Chapter I
ONE Friday evening in September I stood on Grand Street with my eyes raised to the big open windows of a dance-hall on the second floor of a brick building on the opposite side of the lively thoroughfare. Only the busts of the dancers could be seen. This and the distance that divided me from the hall enveloped the scene in mystery. As the couples floated by, as though borne along on waves of the music, the girls clinging to the men, their fantastic figures held me spellbound. Several other people were watching the dancers from the street, mostly women, who gazed at the appearing and disappearing images with envying eyes
Presently I was accosted by a dandified-looking young man who rushed at me with an exuberant, "How are you?" in English. He was dressed in the height of the summer fashion. He looked familiar to me, but I was at a loss to locate him
"Don’t you know me? Try to remember!"
It was Gitelson, my fellow-passenger on board the ship that had brought me to America, the tailor who clung to my side when I made my entry into the New World, sixteen months before
The change took my breath away
"You didn’t recognize me, did you?" he said, with a triumphant snicker, pulling out his cuffs so as to flaunt their gold or gilded buttons
He asked me what I was doing, but he was more interested in telling me about himself. That cloak-contractor who picked him up near Castle Garden had turned out to be a skinflint and a slave-driver. He had started him on five dollars a week for work the market price of which was twenty or thirty. So Gitelson left him as soon as he realized his real worth, and he had been making good wages ever since. Being an excellent tailor, he was much sought after, and although the trade had two long slack seasons he always had plenty to do. He told me that he was going to that dance-hall across the street, which greatly enhanced his importance in my eyes and seemed to give reality to the floating phantoms that I had been watching in those windows.

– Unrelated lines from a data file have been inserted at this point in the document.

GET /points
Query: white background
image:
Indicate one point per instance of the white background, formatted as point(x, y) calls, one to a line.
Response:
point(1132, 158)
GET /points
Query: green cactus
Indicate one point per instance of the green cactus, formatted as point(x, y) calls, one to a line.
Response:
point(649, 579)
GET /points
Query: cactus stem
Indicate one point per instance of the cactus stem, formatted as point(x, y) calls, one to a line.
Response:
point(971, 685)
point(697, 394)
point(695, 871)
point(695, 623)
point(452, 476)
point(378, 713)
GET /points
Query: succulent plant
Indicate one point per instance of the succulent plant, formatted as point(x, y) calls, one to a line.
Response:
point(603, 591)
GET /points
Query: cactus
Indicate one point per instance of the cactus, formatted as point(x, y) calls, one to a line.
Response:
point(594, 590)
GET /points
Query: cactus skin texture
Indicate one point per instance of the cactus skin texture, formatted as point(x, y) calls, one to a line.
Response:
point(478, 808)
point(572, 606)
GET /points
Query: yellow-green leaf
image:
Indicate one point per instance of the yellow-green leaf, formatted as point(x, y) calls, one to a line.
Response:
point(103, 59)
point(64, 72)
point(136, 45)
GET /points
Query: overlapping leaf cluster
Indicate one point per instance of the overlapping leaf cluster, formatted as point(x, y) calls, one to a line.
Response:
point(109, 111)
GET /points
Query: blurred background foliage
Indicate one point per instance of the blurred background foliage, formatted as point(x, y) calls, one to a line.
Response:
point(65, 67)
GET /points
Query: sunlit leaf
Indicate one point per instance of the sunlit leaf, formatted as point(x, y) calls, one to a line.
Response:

He said he was in a hurry to go up there, as he had "an appointment with a lady" (this in English), yet he went on describing the picnics, balls, excursions he attended
Thereupon I involuntarily shot a look at his jaunty straw hat, thinking of his gray forelock. I did so several times. I could not help it. Finally my furtive glances attracted his attention
"What are you looking at? Anything wrong with my hat?" he asked, baring his head. His hair was freshly trimmed and dudishly dressed. As I looked at the patch of silver hair that shone in front of a glossy expanse of brown, he exclaimed, with a laugh: "Oh, you mean that! That’s nothing. The ladies like me all the same
He went on boasting, but he did it in an inoffensive way. He simply could not get over the magic transformation that had come over him. While in his native place his income had amounted to four rubles (about two dollars) a week, his wages here were now from thirty to forty dollars. He felt like a peasant suddenly turned to a prince. But he spoke of his successes in a pleasing, soft voice and with a kindly, confiding smile that won my heart.
Altogether he made the impression of an exceedingly unaggressive, good-natured fellow, without anything like ginger in his make-up
After he had bragged his fill he invited me to have a glass of soda with him. There was a soda-stand on the next corner, and when we reached it I paused, but he pulled me away
"Come on," he said, disdainfully. "We’ll go into a drug-store, or, better still, let’s go to an ice-cream parlor."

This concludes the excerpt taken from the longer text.